Part D: Synthesis & Critical Thinking ***

These questions require you to integrate multiple concepts and think beyond the material presented.

D.1. The chapter describes two failure modes of assessment processes: assessment fatigue (everything requires the same level of review, trivializing the process) and assessment avoidance (the process is so burdensome that teams structure projects to avoid triggering it). Design a calibrated assessment system that avoids both failure modes. Your system should specify at least three tiers of assessment with clear criteria for each and explain how the system prevents gaming.

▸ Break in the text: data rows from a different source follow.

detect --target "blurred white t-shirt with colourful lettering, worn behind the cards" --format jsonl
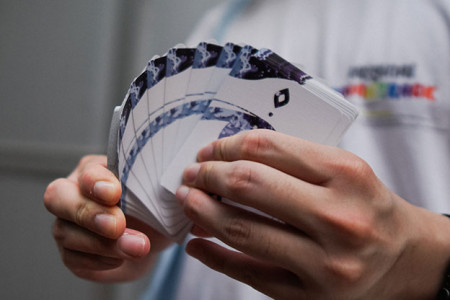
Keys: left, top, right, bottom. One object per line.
{"left": 144, "top": 0, "right": 450, "bottom": 300}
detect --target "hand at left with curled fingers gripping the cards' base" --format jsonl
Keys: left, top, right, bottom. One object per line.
{"left": 44, "top": 156, "right": 169, "bottom": 282}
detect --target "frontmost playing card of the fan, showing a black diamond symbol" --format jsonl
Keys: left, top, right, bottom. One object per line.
{"left": 161, "top": 47, "right": 356, "bottom": 193}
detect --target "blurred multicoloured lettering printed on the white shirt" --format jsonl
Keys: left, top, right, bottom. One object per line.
{"left": 335, "top": 63, "right": 444, "bottom": 129}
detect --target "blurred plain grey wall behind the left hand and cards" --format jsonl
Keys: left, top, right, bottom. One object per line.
{"left": 0, "top": 0, "right": 223, "bottom": 300}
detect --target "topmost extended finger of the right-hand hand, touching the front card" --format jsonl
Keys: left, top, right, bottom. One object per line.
{"left": 197, "top": 129, "right": 348, "bottom": 184}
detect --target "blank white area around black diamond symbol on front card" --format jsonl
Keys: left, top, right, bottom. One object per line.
{"left": 216, "top": 77, "right": 341, "bottom": 143}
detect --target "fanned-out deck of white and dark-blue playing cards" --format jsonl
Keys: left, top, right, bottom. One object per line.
{"left": 108, "top": 42, "right": 357, "bottom": 242}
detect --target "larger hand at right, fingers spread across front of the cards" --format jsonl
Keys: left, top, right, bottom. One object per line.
{"left": 177, "top": 130, "right": 450, "bottom": 299}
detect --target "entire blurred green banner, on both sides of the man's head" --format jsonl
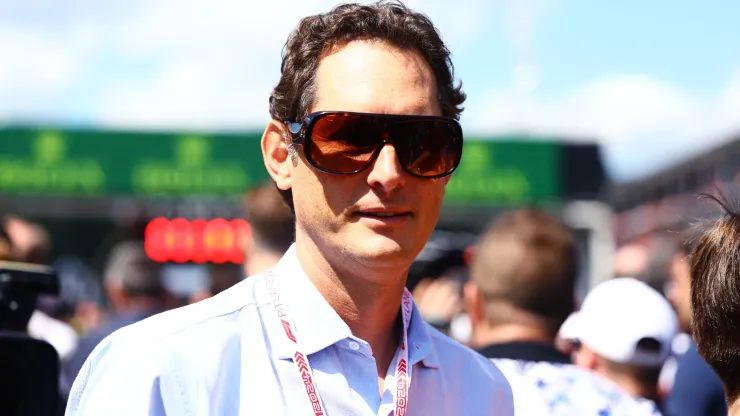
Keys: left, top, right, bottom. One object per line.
{"left": 0, "top": 128, "right": 561, "bottom": 205}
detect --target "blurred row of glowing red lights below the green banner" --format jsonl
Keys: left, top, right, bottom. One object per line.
{"left": 144, "top": 217, "right": 250, "bottom": 264}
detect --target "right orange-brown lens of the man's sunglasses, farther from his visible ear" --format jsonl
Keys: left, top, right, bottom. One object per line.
{"left": 392, "top": 120, "right": 462, "bottom": 177}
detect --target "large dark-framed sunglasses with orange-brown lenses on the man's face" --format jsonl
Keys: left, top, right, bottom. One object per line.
{"left": 285, "top": 111, "right": 463, "bottom": 178}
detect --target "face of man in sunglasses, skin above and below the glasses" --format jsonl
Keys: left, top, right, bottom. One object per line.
{"left": 274, "top": 41, "right": 447, "bottom": 270}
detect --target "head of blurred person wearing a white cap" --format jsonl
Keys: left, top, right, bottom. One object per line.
{"left": 560, "top": 277, "right": 678, "bottom": 410}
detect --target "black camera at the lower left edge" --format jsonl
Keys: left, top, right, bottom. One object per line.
{"left": 0, "top": 261, "right": 61, "bottom": 416}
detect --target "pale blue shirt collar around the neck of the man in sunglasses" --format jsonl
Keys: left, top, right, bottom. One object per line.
{"left": 268, "top": 243, "right": 439, "bottom": 368}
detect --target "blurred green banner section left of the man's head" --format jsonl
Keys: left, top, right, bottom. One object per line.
{"left": 0, "top": 129, "right": 267, "bottom": 195}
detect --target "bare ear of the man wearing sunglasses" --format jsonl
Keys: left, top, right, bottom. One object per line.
{"left": 262, "top": 120, "right": 292, "bottom": 191}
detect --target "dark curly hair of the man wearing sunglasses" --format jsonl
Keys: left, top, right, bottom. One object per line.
{"left": 270, "top": 0, "right": 466, "bottom": 211}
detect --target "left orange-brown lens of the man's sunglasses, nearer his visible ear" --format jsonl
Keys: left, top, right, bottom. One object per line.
{"left": 308, "top": 114, "right": 384, "bottom": 173}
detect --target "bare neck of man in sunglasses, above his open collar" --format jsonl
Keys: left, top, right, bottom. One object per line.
{"left": 296, "top": 232, "right": 406, "bottom": 382}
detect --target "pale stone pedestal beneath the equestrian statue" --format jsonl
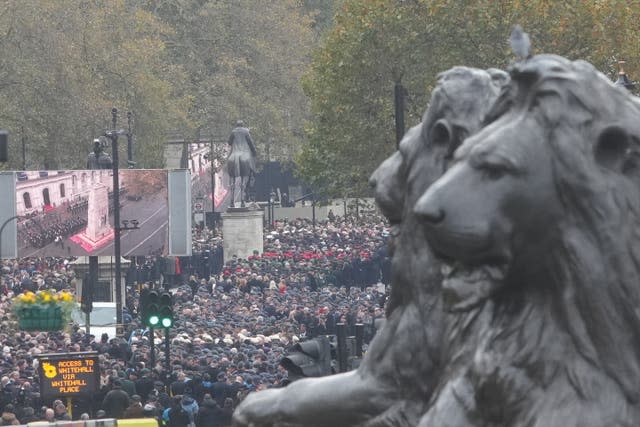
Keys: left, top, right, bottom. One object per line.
{"left": 222, "top": 208, "right": 264, "bottom": 263}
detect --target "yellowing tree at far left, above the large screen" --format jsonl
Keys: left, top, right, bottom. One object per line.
{"left": 0, "top": 0, "right": 189, "bottom": 169}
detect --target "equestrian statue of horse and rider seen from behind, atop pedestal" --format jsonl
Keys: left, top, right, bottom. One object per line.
{"left": 227, "top": 120, "right": 257, "bottom": 208}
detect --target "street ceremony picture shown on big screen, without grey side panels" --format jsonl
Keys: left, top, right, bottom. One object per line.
{"left": 16, "top": 169, "right": 169, "bottom": 257}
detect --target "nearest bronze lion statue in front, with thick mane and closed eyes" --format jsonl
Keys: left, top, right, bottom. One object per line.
{"left": 415, "top": 55, "right": 640, "bottom": 427}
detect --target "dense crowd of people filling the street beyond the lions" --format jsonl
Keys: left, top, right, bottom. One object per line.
{"left": 0, "top": 210, "right": 390, "bottom": 427}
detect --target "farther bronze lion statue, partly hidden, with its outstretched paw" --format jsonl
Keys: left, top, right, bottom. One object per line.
{"left": 234, "top": 67, "right": 508, "bottom": 427}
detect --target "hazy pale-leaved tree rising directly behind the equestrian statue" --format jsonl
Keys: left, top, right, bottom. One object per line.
{"left": 145, "top": 0, "right": 315, "bottom": 164}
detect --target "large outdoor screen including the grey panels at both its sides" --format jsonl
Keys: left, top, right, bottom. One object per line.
{"left": 0, "top": 169, "right": 191, "bottom": 258}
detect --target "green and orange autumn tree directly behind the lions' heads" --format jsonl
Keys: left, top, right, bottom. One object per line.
{"left": 296, "top": 0, "right": 640, "bottom": 195}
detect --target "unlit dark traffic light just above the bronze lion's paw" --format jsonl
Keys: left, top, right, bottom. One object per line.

D.2. The UK Court of Appeal ruled that the Met Police's facial recognition DPIA was insufficiently rigorous (Section 28.8.1). The court found that the DPIA acknowledged risks without genuinely addressing them. What does "genuine" risk mitigation look like, as opposed to "performative" risk mitigation? Develop a set of three to five criteria for distinguishing genuine from performative mitigations in a DPIA.

D.3. Section 28.3.2 raises the question of whether technology companies should be legally required to maintain IRB-equivalent review boards. Construct arguments on both sides. Then take a position and defend it, addressing the strongest counterargument to your position.

D.4. The chapter argues that assessments should be iterative -- conducted at design, revisited post-deployment, and updated as conditions change. But in practice, most assessments are conducted once and filed away. What organizational structures, incentives, or requirements would make iterative assessment the norm rather than the exception?

Part E: Research & Extension ****

These are open-ended projects for students seeking deeper engagement.

E.1. Published DPIA Analysis. Several organizations have published their DPIAs (the UK Metropolitan Police for facial recognition, the European Commission for various data systems, some government agencies). Locate a published DPIA and evaluate it against the template and criteria from Section 28.6. Write a 1,000-word critique: Is the assessment genuine or performative? Are the risks identified adequate? Are the mitigations proportionate? What is missing?

E.2. AIA Framework Comparison. Research the Canadian Algorithmic Impact Assessment tool and at least one other AIA framework (the EU AI Act's risk classification, New York City's Local Law 144 bias audit requirement, or Singapore's Model AI Governance Framework). Compare the frameworks: What do they measure? What do they require? Where do they differ? Write a 1,200-word comparative analysis.

E.3. Assessment Automation. Can elements of a PIA or DPIA be automated? Research tools and approaches for automated privacy assessment (including Privacy by Design tools, DPIA templates with embedded logic, and AI-assisted risk identification). Write a 1,000-word analysis evaluating: What can automation do well? What requires human judgment? Where does automation create a false sense of rigor?

Solutions

Selected solutions are available in appendices/answers-to-selected.md.